Romans 4:5 But to him who does not work but believes on Him who justifies the ungodly, his faith is accounted for righteousness,
Years ago in the city of St. Louis, I (WRN) was holding noon meetings in the Century Theater. One day I spoke on this verse,—Romans 4:5. After the audience had gone, I was addressed by a fine-looking man of middle age, who had been waiting alone in a box-seat for me.
He immediately said, “I am Captain G—,” (a man very widely known in the city). And, when I sat down to talk with him, he began: “You are speaking to the most ungodly man in St. Louis.”
I said, “Thank God!”
“What!” he cried. “Do you mean you are glad that I am bad?” “No,” I said; “but I am certainly glad to find a sinner that knows he is a sinner."
“Oh, you do not know the half! I have been absolutely ungodly for years and years and years, right here in St. Louis. I own two Mississippi steamers. Everybody knows me. I am just the most ungodly man in town”’
I could hardly get him quiet enough to ask him: “Did you hear me preach on ‘ungodly people’ today?”

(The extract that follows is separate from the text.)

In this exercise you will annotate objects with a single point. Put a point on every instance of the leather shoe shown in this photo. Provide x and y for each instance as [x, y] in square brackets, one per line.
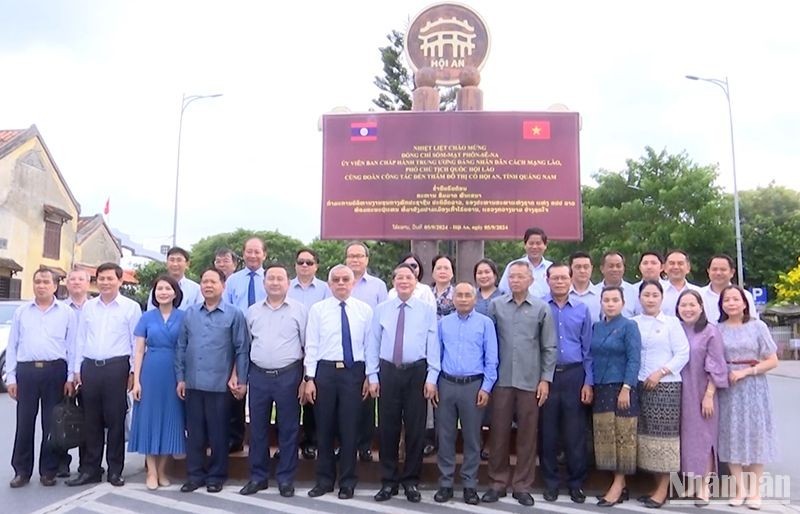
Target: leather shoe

“Mr. Newell,” he said, “I have been coming to these noon meetings for six weeks. I do not think I have missed a meeting. But I cannot tell you a word of what you said today. I did not sleep last night. I have hardly had any sleep for three weeks. I have gone to one man after another to find what to do. And I do what they say. I have read the Bible. I have prayed. I have given money away. But I am the most ungodly wretch in this town. Now what do you tell me to do? I waited here today to ask you that. I have tried everything; but I am so ungodly!”

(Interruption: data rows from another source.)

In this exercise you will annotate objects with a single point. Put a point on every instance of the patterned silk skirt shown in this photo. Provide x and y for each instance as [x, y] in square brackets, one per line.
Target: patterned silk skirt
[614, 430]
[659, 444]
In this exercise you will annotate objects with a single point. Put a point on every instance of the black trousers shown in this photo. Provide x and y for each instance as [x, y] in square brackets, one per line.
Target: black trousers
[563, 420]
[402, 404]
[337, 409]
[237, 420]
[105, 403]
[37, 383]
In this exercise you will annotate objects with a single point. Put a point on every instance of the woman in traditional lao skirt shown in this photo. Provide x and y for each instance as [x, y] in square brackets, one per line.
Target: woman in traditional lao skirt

“Now,” I said, “we will turn to the verse I preached on.” I gave the Bible into his hands, asking him to read aloud: “To him that worketh not.”
“But,” he cried, “how can this be for me? I am the most ungodly man in St. Louis!”
“Wait,” I said, “I beg you go on reading.” So he read, “To him that worketh not, but believeth on him that justifies the ungodly.”
“There!” he fairly shouted, “that’s what I am,—ungodly.” “Then, this verse is about you,” I assured him.
“But please tell me what to do, Mr. Newell. I know I am ungodly: what shall I do?” “Read the verse again, please.”
He read: “To him that worketh not,”—and I stopped him. “There,” I said, “the verse says not to do, and you want me to tell you something to do: I cannot do that.”
“But there must be something to do; if not, I shall be lost forever.” “Now listen with all your soul,” I said. “There was something to do, but it has been done!”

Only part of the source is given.